Una coppia di poliziotti è alle prese con la routine quotidiana tra la criminalità, la droga e la prostituzione. Sarebbe una storia di “guardie” e di “ladri” come un altra se non fosse per la presenza di orchi, fate, elfi e centauri. Il film infatti è ambientata in una Los Angeles dove gli elfi ed umani discriminano gli orchi perché… perché sono orchi. Quindi negli Stati Uniti c’è questa sorta di apartheid dove le razze, si nel film si parla di razze, vivono in una gerarchia che neanche in Rodesia ci’. Ve la faccio breve: gli elfi checche in cima della piramide occupano posizioni di prestigio, gli umani stanno nel mezzo e gli orchi sono vittime della discriminazione di tutti e vengono ghettizzati.
Per tentare di cambiare la società, l’LAPD decide di arruolare i primi poliziotti orchi, tra cui l’agente Nick Jakob che viene affiancato a Will Smith con il baffo proprio come Roberto Da Crema. Quindi Ayer e Landis (figlio di John) tirano su un film di uomini, una storia dura, sulla xenofobia e sul desiderio di essere migliori. Al poliziotto “negro” subentra “l’orco” che viene malvisto perché diverso. Se l’avessero girato senza orchi, sarebbe stato quel filmone di End of Watch, se l’avessero girato con un poliziotto zingaro avrei la home piena di frame del film, ma io ci ho visto un sacco di cose belle e secondo me dovreste recuperarlo. Intanto Will Smith non è esente dai pregiudizi razziali e il poro cristo che gli fa da collega per tutto il film non fa altro che dimostrare la sua onestà e il suo valore. T’ho in mezzo al cuore. Ma la cosa che ho preferito in assoluto è la scrittura del film, le battute ad effetto che seppelliscono le scene dove la color correction ti fa bestemmiare. Per dire, la battuta di Rodriguez, il poliziotto Messicano che esclama: “Eh, non so perché ce l’hanno con voi orchi. Sappi però che ce l’hanno ancora con noi per quella cosina chiamata Alamo” ED È SUBITO WESTERN. David Ayer è uno a cui piace fare film in un determinato modo, in un certo senso quasi tutta la sua filmografia è collegabile da un filo rosso (ha scritto Training Day, ha diretto Harsh Times e End of Watch) tutti film che strizzano l’occhio a The New Centurions film diretto da Richard Fleischer e alla sua esperienza in marina.

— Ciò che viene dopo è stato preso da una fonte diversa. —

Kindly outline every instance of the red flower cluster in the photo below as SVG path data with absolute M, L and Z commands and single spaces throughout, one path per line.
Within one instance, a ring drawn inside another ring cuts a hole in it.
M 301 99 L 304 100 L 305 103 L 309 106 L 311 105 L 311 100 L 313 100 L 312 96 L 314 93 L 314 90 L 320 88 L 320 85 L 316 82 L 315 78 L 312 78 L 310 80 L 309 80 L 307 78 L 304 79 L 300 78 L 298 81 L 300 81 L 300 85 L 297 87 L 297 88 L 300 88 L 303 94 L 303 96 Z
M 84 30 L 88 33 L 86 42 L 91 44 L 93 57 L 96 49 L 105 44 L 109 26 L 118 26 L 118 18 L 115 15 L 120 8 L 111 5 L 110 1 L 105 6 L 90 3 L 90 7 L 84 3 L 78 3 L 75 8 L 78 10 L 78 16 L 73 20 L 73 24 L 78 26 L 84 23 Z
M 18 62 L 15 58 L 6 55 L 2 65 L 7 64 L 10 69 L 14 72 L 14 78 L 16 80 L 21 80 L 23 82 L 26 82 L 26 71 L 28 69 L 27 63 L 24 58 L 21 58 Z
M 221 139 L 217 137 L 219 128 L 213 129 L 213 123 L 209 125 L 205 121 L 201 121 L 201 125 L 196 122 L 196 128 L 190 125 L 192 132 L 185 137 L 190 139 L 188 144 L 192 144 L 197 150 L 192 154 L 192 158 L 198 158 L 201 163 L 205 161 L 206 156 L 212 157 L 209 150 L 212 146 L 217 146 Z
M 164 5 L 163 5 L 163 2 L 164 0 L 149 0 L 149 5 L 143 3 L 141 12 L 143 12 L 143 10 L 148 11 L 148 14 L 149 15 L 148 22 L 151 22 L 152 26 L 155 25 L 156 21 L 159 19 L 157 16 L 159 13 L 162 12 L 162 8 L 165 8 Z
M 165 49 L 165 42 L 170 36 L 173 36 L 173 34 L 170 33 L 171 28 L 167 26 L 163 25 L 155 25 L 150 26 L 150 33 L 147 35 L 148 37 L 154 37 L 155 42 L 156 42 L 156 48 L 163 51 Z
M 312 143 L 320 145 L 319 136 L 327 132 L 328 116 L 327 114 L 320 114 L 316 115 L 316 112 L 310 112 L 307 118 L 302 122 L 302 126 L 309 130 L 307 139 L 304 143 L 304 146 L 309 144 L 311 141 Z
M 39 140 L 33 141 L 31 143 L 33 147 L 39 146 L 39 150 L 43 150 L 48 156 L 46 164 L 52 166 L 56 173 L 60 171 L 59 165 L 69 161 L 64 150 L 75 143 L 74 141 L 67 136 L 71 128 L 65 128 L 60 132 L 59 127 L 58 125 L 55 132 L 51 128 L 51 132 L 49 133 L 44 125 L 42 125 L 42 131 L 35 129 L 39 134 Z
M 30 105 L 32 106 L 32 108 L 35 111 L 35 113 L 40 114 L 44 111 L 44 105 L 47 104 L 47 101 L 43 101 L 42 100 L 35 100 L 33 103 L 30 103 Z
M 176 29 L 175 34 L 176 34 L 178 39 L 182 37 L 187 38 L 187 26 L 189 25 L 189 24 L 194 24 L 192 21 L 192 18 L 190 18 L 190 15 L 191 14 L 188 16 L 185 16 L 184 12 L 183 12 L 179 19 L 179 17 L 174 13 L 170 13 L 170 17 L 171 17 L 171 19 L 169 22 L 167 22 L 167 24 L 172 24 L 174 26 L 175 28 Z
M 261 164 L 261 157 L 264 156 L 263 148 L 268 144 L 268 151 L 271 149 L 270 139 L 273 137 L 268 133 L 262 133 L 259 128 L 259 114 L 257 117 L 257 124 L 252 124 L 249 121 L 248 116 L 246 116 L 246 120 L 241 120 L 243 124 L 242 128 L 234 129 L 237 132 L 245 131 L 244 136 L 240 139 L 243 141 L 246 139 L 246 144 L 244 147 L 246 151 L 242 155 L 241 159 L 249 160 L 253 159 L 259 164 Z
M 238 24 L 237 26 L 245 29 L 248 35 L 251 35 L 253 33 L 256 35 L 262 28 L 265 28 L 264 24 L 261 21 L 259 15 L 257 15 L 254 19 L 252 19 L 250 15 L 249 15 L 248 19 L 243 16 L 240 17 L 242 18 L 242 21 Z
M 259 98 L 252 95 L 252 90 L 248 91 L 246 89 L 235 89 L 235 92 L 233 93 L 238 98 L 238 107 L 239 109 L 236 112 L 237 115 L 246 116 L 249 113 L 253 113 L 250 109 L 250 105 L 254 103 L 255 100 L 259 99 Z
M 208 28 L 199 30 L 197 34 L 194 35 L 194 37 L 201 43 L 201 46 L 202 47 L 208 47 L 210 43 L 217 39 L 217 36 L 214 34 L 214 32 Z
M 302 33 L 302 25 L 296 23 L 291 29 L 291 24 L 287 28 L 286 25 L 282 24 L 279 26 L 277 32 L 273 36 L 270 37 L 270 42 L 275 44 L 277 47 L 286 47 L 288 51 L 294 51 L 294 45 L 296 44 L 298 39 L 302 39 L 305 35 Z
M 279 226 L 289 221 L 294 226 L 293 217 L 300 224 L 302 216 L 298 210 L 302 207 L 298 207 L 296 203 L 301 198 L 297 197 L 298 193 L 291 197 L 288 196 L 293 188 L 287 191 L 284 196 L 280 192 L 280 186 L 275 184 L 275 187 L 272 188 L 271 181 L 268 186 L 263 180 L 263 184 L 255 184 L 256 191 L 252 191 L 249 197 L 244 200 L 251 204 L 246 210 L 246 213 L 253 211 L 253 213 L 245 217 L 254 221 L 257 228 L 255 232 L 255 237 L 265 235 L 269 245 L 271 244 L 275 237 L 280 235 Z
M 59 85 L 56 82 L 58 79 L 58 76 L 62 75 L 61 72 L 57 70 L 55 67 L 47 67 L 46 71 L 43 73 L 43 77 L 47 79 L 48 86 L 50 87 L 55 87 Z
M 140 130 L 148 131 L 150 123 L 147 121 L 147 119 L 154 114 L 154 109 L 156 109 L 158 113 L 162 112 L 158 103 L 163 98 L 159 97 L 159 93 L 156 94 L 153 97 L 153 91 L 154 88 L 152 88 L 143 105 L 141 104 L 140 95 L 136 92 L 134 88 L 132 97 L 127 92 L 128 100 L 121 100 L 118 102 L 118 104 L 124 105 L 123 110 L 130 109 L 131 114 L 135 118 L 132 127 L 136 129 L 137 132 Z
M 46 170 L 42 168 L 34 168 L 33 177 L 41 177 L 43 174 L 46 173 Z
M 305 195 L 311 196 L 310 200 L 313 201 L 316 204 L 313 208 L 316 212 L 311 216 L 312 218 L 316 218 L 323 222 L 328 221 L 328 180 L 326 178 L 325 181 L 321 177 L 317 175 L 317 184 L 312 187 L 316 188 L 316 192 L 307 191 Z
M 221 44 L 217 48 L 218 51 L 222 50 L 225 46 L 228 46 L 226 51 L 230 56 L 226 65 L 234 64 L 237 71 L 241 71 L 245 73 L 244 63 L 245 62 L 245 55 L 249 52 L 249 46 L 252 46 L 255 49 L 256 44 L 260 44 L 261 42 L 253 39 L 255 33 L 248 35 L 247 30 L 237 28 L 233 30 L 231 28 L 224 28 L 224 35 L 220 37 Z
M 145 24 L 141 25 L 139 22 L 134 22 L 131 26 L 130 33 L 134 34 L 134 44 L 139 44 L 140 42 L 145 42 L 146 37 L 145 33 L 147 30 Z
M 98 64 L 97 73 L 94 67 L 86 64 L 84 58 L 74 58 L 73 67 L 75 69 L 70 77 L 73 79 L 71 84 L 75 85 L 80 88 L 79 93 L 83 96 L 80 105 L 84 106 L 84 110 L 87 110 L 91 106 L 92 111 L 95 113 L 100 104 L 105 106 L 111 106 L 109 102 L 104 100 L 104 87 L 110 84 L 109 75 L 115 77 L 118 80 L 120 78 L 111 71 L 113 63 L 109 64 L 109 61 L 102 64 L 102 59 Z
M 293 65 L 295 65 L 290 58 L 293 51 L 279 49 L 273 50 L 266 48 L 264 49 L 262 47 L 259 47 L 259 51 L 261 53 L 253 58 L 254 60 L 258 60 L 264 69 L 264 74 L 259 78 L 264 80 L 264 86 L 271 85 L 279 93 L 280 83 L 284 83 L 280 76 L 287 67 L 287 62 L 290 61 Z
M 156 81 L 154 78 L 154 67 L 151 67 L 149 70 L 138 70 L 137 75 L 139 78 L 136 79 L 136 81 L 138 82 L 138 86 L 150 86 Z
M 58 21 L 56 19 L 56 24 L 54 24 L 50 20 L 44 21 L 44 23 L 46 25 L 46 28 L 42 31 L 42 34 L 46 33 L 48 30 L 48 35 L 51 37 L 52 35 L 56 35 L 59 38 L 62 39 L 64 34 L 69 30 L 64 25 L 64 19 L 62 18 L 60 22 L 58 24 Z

Personalmente gli avrei tolto tutta la color correction e gli after effect che dio cristo anche basta, ma dovrei tenere a mente che è un film fantasy su una città dove orchi e fatine votano. Avrei detto che è un film da applausi se fosse stato un po’ meno fantasy e un po’ più storia di poliziotti (tipo The Choirboys di Aldrich), ma quelli che lo hanno criticato sono gli stessi che reputano Freak of Nature un capolavoro quindi fate voi.

Ad ogni modo l’elfa cattiva combatte con un pugnale di Silat Carabao e a me va bene così.